Stephanie Seguino is a professor of economics at UVM. She has been researching roadside stop data in Vermont for over ten years.
“Moving forward we all have to own this problem of racism, said Seguino. “The big challenge is that Vermonters don’t think we have that problem, so I think the data helps us that we too have breathed this air.”
In 2014 the Vermont legislature passed a law requiring every police agency to collect traffic stop data including the driver’s race. Since 2014 Seguino and her colleague from Cornell University found racial disparities across the state from their research.
“What we found in most towns was that blacks were over-stopped relative to their share of the driving population and Asians and whites were under-stopped,” said Seguino.
Seguino also used the data to research arrest rates and search rates. She said African Americans were twice as likely to be arrested subsequent to a stop. Her analysis also showed that the probability of being searched is three to four, or even six times greater than whites.

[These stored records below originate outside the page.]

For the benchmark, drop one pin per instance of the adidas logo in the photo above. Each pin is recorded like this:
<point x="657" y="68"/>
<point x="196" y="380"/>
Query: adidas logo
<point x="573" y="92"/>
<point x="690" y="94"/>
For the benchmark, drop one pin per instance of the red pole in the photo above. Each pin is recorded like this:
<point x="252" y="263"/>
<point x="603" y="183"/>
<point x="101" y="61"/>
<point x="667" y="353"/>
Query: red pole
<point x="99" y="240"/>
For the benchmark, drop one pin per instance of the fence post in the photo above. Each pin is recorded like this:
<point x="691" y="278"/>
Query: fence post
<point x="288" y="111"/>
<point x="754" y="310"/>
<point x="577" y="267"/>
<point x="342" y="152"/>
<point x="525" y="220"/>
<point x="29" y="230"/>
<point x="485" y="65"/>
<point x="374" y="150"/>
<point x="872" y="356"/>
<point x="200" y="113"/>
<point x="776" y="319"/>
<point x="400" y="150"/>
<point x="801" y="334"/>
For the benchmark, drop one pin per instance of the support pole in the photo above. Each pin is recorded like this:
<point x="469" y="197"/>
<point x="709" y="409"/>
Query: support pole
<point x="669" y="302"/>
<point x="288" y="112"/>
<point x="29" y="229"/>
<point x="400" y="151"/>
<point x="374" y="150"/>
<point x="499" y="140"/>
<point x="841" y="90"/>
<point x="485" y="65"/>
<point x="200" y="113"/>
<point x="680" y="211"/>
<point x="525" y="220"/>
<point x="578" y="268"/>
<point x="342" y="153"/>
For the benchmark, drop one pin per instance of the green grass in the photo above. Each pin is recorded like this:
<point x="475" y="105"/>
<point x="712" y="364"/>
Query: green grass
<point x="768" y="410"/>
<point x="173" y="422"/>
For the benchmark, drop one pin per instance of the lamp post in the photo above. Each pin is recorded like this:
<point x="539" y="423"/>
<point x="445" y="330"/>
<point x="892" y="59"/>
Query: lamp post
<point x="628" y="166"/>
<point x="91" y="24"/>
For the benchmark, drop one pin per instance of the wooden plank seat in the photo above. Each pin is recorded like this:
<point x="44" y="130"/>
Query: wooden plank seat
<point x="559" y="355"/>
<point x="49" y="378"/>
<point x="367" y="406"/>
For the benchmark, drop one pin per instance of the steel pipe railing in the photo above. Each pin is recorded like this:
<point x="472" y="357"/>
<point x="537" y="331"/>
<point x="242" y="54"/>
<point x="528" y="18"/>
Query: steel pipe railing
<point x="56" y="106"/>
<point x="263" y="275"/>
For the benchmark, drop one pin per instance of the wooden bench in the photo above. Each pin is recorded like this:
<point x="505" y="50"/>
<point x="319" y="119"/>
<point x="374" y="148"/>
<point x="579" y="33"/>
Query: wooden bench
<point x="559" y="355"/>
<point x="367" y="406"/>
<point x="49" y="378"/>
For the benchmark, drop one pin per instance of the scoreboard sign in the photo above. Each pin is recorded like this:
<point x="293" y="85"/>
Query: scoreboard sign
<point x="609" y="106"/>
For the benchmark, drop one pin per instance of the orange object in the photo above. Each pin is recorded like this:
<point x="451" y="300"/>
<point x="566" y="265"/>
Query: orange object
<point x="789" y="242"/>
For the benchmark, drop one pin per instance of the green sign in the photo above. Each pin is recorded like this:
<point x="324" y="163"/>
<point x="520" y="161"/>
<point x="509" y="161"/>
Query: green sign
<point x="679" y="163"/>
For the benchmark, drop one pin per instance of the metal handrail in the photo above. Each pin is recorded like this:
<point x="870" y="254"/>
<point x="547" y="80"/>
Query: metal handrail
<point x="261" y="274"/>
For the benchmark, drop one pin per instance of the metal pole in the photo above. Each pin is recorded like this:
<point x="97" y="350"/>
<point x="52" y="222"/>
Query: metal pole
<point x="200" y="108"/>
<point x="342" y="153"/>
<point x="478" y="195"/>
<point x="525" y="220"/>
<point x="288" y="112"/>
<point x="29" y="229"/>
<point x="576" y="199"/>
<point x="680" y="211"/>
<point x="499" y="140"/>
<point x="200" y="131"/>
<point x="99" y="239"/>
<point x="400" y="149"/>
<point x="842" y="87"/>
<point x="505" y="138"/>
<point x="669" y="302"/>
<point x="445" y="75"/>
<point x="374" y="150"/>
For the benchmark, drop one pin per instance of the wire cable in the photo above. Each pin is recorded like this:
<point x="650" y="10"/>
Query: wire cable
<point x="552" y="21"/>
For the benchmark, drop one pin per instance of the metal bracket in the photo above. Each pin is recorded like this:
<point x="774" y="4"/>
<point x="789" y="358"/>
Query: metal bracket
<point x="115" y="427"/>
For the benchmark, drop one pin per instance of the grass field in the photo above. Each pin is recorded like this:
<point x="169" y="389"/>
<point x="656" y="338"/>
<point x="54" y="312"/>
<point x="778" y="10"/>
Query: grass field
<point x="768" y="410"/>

Director of Fair and Impartial Policing for the Vermont State Police Capt. Garry Scott said VSP has been collecting data before it was required. On Thursday, he said they are one of the only state police agencies in the country that has a Director of Fair and Impartial Policing. Vermont State Police also has a Fair and Impartial Committee. Vermont State Police told Local 22/44 that their efforts include building relationship of trust with communities of color and minority communities. VSP also said they look to diversify the workplace and improve cultural awareness.
“We fully recognize that there are institutional systemic problems that we need to address with our membership, and we have tried a variety of those things,” said Capt. Scott.
Scott said the data does not account for all aspect of policing.
“It’s just one piece and we would rather hear from the NAACP about what they are hearing in those communities and working with those members and then we design training curriculum,” said Scott.
While Vermont State Police does use their data, Seguino said that is not the case for some local law enforcement agencies around the state.
“I can only think of two police departments that regularly use these data as a management tool,” said Seguino.